Sweet news for cane growers: medical test could reduce fertiliser runoff


An Australian PhD scholar is applying human medical techniques to soil in a project likely to save sugar producers money and help protect the Great Barrier Reef.

Sugarcane is one of the least efficient crops in terms of nutrient uptake – a prospective monitoring technique could tell farmers exactly when and how much fertiliser to apply.
Credit: scienceimage/G Heath

The University of Queensland’s Richard Brackin is using a new technology for non-invasive micro-scale soil sampling that promises to change how cane growers fertilise their crops. It is likely to lead to significant reductions in fertiliser use without reducing crop quality or yield, and would lead to reduced nitrogen run-off to the Great Barrier Reef.
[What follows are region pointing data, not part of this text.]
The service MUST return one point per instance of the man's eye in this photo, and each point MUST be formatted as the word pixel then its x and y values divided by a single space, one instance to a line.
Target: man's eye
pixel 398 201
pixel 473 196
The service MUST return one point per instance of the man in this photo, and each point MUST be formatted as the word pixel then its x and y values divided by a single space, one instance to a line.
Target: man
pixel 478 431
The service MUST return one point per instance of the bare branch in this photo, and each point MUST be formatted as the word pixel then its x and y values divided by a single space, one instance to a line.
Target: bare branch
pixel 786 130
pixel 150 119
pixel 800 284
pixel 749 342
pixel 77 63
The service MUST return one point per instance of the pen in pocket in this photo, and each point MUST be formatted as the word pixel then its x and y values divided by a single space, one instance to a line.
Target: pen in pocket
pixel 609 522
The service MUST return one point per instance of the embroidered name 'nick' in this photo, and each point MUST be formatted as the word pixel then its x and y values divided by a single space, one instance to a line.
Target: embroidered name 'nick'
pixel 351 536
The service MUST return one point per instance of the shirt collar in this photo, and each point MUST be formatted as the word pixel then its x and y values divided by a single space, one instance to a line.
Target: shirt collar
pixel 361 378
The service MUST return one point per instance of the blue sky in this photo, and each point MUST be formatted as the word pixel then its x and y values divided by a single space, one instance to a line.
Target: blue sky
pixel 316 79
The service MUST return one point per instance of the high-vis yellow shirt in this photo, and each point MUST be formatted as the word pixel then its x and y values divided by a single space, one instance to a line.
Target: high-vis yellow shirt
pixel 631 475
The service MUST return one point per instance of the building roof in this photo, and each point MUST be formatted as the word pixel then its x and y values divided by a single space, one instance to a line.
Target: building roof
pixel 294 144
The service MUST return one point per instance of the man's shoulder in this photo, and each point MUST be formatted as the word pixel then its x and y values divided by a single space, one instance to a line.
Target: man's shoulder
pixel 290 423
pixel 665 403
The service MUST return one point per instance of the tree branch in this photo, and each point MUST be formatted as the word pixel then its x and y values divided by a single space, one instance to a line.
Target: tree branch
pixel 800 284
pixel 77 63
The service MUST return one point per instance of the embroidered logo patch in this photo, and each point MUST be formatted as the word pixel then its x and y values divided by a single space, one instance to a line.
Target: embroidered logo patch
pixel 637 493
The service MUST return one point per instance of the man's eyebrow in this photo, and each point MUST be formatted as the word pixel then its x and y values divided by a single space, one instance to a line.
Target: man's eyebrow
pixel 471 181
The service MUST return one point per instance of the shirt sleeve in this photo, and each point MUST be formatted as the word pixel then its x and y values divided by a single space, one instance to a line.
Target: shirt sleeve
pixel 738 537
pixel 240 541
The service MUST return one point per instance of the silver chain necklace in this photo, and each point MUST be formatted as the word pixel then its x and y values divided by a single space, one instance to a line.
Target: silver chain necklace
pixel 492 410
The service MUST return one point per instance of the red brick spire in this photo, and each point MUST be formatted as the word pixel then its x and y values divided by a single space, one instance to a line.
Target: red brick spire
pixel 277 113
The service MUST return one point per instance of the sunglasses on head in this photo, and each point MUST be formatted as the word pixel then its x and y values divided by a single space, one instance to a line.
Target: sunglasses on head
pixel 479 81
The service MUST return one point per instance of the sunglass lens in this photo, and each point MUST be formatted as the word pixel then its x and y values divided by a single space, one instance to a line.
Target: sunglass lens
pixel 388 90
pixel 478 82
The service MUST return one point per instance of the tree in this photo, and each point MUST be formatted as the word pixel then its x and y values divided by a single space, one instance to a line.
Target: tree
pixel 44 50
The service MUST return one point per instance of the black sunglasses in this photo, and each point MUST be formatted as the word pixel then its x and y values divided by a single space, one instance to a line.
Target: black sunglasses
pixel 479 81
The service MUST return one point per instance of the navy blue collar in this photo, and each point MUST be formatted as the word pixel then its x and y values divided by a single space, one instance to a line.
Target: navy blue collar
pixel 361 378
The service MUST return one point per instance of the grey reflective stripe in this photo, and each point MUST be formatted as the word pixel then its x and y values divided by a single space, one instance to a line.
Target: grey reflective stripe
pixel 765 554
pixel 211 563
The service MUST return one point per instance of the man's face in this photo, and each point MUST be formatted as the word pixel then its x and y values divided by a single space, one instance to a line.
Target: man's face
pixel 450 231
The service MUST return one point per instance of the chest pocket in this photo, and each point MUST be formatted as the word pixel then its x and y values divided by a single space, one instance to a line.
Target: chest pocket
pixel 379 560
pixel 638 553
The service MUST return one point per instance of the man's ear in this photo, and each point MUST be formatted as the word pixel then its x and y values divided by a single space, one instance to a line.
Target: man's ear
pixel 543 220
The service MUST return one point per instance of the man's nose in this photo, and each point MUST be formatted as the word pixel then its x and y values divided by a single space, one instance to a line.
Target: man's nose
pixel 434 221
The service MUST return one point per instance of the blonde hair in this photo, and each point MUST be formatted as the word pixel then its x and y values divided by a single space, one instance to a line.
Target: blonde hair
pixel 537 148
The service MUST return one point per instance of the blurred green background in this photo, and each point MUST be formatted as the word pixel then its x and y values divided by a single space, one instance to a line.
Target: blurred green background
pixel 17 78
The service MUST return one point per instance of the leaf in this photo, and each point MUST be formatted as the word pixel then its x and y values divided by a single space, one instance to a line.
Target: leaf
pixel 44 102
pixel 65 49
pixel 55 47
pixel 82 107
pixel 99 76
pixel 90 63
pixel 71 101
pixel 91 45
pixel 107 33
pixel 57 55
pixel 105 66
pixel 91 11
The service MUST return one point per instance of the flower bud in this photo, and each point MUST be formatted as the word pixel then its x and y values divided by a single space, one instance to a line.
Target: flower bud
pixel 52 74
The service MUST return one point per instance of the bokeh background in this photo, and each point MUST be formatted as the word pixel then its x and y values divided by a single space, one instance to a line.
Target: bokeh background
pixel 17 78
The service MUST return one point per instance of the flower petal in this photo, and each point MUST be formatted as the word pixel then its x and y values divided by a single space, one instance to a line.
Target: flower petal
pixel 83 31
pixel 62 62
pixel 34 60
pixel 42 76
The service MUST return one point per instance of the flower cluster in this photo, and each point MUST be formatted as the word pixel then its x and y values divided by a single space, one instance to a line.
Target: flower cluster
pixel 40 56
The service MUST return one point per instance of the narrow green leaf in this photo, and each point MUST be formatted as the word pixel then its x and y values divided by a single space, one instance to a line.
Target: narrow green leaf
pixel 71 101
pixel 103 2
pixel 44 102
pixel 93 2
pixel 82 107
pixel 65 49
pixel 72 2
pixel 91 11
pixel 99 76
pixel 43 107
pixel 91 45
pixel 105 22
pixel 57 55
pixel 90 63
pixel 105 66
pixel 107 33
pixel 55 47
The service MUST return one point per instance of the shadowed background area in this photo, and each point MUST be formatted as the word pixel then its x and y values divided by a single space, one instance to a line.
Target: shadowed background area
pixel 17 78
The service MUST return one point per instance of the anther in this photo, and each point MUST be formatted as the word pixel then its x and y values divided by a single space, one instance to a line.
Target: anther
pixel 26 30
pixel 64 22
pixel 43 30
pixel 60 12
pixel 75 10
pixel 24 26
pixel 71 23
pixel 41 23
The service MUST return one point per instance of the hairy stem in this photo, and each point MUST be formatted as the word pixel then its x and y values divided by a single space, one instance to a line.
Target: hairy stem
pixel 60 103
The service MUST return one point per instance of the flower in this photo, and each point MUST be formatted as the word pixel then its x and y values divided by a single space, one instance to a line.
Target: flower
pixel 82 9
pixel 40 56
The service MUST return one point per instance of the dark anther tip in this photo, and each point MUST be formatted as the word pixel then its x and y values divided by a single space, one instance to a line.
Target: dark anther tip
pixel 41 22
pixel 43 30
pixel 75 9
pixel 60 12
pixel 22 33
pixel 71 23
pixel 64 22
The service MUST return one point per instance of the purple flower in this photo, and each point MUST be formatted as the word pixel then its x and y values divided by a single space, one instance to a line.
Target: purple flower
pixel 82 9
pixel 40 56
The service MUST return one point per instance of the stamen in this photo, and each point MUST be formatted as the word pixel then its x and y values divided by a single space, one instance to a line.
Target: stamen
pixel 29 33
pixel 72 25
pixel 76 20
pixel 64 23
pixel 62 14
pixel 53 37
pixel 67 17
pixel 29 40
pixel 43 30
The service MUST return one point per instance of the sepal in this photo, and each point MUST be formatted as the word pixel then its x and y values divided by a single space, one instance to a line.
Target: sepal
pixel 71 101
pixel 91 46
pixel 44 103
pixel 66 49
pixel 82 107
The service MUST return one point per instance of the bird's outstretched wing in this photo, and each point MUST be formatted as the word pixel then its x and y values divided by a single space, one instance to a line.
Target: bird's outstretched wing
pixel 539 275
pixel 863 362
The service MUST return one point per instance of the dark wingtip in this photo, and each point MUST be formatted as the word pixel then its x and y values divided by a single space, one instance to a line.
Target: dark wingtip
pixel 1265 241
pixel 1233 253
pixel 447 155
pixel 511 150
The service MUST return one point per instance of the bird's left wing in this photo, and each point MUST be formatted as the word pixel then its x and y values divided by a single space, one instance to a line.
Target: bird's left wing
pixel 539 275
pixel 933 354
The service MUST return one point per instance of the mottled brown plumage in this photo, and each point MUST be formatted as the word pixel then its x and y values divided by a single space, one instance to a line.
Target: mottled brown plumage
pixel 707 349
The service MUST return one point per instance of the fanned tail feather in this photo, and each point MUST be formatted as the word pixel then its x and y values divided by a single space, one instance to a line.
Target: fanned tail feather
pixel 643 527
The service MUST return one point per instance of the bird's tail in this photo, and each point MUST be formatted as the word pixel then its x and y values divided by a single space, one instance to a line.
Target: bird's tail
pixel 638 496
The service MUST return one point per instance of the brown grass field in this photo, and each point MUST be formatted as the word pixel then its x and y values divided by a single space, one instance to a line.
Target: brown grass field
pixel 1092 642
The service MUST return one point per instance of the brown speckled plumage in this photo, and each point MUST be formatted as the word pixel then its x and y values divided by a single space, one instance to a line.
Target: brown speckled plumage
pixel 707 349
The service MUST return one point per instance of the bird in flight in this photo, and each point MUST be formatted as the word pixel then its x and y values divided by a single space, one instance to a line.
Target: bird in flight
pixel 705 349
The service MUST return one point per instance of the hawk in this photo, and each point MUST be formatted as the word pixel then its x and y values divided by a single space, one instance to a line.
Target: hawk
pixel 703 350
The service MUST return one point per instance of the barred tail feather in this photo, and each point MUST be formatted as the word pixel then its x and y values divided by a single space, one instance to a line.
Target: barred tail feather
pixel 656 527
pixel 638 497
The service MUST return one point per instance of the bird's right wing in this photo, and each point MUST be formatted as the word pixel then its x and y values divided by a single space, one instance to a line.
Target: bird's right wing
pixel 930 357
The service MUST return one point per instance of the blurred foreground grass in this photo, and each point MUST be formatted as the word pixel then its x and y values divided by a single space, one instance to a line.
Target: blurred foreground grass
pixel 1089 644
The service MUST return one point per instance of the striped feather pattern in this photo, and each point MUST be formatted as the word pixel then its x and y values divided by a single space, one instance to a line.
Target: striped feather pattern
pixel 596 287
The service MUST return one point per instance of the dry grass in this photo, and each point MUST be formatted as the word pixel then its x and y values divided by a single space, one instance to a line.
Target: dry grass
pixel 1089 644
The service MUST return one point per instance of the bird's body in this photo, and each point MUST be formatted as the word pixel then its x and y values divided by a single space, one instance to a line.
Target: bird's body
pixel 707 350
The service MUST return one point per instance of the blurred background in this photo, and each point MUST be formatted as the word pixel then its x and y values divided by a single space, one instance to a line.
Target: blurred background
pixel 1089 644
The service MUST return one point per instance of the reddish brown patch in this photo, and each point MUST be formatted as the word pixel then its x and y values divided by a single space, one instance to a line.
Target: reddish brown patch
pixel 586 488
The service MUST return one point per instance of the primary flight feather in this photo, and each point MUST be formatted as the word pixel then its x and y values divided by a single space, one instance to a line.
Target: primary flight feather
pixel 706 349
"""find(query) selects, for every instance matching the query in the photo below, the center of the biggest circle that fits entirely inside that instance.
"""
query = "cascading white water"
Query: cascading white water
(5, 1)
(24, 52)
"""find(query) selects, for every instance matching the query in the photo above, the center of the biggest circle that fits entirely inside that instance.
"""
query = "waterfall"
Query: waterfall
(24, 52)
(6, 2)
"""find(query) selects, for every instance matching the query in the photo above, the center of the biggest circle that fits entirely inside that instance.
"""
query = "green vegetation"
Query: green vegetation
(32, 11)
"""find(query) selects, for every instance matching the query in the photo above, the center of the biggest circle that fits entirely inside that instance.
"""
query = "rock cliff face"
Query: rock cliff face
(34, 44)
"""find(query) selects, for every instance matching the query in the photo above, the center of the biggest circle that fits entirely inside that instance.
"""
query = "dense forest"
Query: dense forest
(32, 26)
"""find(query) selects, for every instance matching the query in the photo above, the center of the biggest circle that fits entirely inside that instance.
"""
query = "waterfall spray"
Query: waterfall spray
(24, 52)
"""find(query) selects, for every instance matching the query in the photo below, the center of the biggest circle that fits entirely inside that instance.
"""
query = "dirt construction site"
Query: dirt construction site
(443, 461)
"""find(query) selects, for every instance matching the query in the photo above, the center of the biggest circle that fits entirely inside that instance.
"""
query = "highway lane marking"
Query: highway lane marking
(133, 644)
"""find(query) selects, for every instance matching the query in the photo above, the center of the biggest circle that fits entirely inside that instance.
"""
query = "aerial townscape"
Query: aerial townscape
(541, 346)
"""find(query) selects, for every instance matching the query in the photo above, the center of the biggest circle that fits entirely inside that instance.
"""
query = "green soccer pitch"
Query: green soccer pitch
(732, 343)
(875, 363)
‘Micro-dialysis is an established medical and neurological technique, but has only recently been applied to soil,’ he said.

‘It has the potential to improve understanding of nutrient availability at the soil-root interface, as micro-dialysis is able to measure “flux rates”, or uptake of nutrients by plant roots.’

Richard recently won a Young Science and Innovation Award from the Sugar Research and Development Corporation. The award judges said Richard's work would deliver economic, environmental and social benefits for the sugarcane industry, and had positive implications for climate change, the environment (especially the Great Barrier Reef) and grower production costs.

Current soil-sampling methods provided only a snapshot of nutrient levels at a particular time, based on the manual extraction of soils, according to Richard.

‘Micro-dialysis monitors changes in nitrogen fertiliser after it has been applied to soil, by providing high-resolution real-time measurements of nitrogen fluxes and turnover at a micro-scale.

‘Positioning micro-dialysis membranes in close proximity to sugarcane roots will allow more detailed analysis of the rapid nitrogen transformations that occur after fertiliser application in sugarcane soil, can measure the preferential uptake of particular forms of nitrogen by roots.

‘This technique is highly innovative and generates data that cannot be produced using current soil techniques.’

Sugarcane is one of the least efficient crops in terms of nutrient uptake, and scientists estimate that sugarcane crops acquire only about 50 per cent of applied nitrogen fertiliser. Fertiliser is largely applied as a single application of urea, but soil microbes rapidly transform this into different nitrogen forms.

‘The resulting rapid fluxes of each nitrogen pool make quantification difficult using traditional methods, and this knowledge gap contributes to difficulty matching nitrogen supply to plant demand,’ Richard said.

‘As a result, fertiliser inputs generally exceed crop use, which means the grower is wasting money, and run-off could damage the environment.

‘The outcome of my research will assist grower decision-making about what fertiliser types to use, application rates and timing.’